For high-availability requirements where 30-minute recovery time is unacceptable, I combine continuous database replication (streaming replication for PostgreSQL, for example) with snapshot-based backup as a safety net. The replica provides near-instant failover. The snapshots provide point-in-time recovery if both primary and replica are affected (for example, by a data corruption bug that replicates to the standby).

Replication handles the common failure mode (single server failure). Snapshots handle the uncommon failure mode (data corruption, operator error, regional outage). Together, they cover the full spectrum of disaster scenarios.

Volumes vs Object Storage: Know the Boundary

A common source of confusion is when to use block volumes versus object storage (S3, Azure Blob, GCS).

Block volumes are for data that needs to be accessed as a filesystem: databases, application files, operating system storage. They provide low-latency, random-access I/O.

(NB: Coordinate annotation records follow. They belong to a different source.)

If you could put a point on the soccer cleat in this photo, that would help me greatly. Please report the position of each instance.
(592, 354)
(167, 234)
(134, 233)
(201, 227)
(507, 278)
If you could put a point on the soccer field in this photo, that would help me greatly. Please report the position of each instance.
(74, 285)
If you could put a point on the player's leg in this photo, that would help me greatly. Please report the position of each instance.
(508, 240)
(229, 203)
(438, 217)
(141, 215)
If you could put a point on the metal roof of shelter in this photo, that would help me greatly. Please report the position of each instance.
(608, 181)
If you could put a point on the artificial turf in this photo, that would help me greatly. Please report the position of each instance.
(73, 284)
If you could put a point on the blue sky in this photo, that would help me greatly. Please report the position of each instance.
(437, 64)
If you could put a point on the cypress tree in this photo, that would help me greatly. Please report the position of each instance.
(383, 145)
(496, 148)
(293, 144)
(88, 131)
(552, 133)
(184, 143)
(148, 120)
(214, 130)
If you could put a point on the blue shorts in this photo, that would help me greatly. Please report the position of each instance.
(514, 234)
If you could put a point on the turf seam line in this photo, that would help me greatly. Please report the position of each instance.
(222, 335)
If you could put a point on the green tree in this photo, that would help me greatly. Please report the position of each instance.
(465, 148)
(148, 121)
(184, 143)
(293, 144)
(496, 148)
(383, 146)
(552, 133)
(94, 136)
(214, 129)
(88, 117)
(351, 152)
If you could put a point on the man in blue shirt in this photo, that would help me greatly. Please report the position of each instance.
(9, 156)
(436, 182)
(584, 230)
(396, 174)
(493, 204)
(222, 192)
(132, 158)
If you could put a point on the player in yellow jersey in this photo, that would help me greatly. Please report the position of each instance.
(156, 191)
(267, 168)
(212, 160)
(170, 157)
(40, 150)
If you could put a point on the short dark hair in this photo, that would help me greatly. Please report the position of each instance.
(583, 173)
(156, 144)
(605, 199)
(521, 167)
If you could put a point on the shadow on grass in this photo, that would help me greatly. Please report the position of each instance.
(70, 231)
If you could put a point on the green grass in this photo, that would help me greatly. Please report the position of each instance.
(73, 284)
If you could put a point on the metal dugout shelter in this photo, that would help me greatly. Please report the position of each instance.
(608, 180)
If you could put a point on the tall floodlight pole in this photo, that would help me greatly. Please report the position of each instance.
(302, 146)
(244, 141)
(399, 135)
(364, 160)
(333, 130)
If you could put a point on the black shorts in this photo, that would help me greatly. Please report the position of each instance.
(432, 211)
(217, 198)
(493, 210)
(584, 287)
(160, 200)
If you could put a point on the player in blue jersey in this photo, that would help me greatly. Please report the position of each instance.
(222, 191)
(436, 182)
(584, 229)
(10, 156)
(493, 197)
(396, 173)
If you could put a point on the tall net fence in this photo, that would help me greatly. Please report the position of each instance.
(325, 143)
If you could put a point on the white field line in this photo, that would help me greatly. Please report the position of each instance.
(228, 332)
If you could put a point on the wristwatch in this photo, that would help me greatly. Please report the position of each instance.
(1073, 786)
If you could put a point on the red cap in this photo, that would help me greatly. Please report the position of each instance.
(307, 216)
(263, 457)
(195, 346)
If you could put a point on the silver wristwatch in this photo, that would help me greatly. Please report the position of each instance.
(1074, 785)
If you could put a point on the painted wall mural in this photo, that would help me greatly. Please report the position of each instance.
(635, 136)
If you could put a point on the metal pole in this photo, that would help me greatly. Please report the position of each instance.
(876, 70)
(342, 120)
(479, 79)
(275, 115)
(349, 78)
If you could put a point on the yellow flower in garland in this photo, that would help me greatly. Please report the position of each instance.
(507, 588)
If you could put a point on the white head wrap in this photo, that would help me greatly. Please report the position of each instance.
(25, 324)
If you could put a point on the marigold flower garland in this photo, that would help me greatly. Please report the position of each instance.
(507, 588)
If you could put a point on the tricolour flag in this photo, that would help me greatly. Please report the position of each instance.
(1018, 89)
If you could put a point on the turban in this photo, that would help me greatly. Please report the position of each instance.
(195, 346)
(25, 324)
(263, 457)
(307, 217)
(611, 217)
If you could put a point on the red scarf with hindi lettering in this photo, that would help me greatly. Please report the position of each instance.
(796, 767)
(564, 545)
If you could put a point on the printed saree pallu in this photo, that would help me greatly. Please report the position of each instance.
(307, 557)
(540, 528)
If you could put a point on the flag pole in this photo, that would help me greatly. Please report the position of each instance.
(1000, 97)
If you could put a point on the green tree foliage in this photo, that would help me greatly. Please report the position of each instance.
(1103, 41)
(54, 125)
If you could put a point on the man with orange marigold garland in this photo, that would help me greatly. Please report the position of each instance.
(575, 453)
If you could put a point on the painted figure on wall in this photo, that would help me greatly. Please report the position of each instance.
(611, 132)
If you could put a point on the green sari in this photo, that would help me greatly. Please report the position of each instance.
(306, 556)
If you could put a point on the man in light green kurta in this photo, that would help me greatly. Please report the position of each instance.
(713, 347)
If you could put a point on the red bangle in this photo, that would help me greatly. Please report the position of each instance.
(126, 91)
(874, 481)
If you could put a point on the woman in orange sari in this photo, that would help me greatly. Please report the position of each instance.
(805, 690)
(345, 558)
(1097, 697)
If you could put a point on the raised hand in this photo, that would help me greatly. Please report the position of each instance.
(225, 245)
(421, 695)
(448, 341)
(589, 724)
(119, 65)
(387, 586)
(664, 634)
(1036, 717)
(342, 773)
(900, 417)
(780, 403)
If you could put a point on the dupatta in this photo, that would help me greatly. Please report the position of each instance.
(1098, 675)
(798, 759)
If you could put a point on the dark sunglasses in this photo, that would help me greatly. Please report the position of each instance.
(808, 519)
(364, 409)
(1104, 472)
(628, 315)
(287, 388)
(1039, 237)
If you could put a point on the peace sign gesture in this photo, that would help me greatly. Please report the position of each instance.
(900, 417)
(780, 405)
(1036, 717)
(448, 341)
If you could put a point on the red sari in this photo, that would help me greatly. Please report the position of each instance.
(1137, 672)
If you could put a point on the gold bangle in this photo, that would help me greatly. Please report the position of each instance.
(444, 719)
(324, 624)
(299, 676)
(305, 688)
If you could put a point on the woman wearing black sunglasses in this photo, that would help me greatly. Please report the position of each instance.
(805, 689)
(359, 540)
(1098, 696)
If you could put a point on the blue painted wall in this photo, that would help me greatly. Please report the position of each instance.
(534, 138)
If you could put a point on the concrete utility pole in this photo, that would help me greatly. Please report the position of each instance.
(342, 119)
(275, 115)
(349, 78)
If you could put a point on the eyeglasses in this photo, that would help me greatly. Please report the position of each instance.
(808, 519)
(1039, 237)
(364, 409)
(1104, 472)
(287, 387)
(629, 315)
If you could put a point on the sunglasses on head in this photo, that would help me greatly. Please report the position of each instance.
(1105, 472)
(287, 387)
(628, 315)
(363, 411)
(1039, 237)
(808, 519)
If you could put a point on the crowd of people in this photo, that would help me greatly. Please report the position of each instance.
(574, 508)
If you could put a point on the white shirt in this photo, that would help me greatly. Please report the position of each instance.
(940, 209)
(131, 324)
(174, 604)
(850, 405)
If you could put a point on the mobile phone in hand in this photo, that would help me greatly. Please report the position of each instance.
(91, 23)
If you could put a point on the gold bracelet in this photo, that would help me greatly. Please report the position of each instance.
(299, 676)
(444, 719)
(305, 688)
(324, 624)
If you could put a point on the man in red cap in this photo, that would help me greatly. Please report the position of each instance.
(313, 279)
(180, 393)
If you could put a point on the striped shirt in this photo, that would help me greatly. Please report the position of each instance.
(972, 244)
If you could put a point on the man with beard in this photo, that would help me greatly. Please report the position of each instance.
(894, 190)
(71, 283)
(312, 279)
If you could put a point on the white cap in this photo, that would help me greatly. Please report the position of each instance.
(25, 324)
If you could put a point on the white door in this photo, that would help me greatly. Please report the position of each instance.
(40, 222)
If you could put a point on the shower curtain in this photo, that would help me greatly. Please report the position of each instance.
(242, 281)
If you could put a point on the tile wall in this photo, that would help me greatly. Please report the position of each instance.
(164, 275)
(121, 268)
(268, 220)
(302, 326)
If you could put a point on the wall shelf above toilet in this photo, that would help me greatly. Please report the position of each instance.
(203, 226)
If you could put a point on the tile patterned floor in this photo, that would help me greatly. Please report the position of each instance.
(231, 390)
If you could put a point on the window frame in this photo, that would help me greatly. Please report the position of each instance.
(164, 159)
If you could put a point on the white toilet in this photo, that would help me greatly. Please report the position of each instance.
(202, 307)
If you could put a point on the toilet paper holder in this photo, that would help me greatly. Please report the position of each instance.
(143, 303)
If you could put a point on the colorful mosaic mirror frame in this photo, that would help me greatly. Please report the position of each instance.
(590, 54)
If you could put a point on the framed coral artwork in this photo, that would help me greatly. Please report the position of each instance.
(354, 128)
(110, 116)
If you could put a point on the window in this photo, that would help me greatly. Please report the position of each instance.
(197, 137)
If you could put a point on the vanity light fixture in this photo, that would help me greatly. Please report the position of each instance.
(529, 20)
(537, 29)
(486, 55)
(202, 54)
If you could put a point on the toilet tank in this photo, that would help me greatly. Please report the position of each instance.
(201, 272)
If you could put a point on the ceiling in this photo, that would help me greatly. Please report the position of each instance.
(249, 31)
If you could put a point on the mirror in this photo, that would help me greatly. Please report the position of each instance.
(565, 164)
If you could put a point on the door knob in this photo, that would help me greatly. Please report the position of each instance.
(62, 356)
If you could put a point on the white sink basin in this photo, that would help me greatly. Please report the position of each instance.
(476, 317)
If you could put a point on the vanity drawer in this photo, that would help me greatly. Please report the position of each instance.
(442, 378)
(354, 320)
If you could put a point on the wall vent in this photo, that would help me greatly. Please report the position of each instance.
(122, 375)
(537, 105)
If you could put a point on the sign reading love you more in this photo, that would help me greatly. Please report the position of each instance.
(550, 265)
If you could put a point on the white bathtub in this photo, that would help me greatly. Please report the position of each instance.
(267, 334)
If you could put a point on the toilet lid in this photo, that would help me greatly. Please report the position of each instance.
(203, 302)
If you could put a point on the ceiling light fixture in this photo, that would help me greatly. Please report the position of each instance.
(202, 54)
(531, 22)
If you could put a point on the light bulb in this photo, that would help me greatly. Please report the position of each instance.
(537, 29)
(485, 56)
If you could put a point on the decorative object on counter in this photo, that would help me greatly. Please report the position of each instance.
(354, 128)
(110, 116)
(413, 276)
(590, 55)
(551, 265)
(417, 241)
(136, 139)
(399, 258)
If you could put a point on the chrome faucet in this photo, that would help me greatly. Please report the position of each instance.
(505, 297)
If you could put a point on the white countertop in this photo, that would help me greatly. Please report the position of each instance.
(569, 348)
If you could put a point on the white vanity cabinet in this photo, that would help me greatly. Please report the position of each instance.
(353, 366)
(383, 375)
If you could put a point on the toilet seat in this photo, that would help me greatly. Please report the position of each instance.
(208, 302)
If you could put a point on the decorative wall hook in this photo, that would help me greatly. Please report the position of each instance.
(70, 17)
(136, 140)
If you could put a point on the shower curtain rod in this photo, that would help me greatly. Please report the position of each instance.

Object storage is for data that is written once and read many times: backups, media files, logs, data lake contents. It provides massive capacity, high durability, and low cost, but higher latency and no filesystem semantics.

Snapshots bridge these two worlds. Your active data lives on a block volume. Your backups live as snapshots in object storage. The cloud provider manages the translation between the two formats.

Practical Tips From Years of Production Experience

Let me close with the operational wisdom that does not make it into documentation.

Always test your restore process. Taking snapshots without ever testing restoration is a false sense of security. I test snapshot restoration quarterly for every production database. The restore works? Great. It does not? Better to find out in a drill than an actual disaster.

Monitor snapshot completion. Snapshots are asynchronous. Creating a snapshot returns immediately, but the actual data copy happens in the background. For large volumes, this can take hours. If you are relying on snapshot timing for RPO guarantees, monitor the actual completion time, not the creation time.

Be careful with encrypted volumes and snapshots. Encrypted snapshots can only be restored in regions where the KMS key is available. If you copy an encrypted snapshot to another region, you need a KMS key in that region. Cross-account snapshot sharing with encrypted snapshots requires explicit KMS key policies. I have seen DR drills fail because the KMS key was not available in the recovery region.

Understand the cost of snapshot deletion. Because snapshots are incremental, deleting a snapshot does not necessarily free up the space you expect. If snapshot B is incremental relative to snapshot A, and you delete snapshot A, the unique blocks from A are rolled into B. You only save storage when you delete snapshots whose unique blocks are not referenced by any other snapshot.

Label your snapshots religiously. At 3 AM during an outage, you need to find the right snapshot fast. “snap-0a1b2c3d4e5f6” tells you nothing. “prod-userdb-hourly-2025-07-10T14:00” tells you everything.

Cloud storage primitives are not glamorous, but they are the foundation of every data protection strategy in the cloud. Get them right, and failures become recoverable incidents. Get them wrong, and failures become catastrophes. I have been on both sides of that line, and I strongly prefer the first.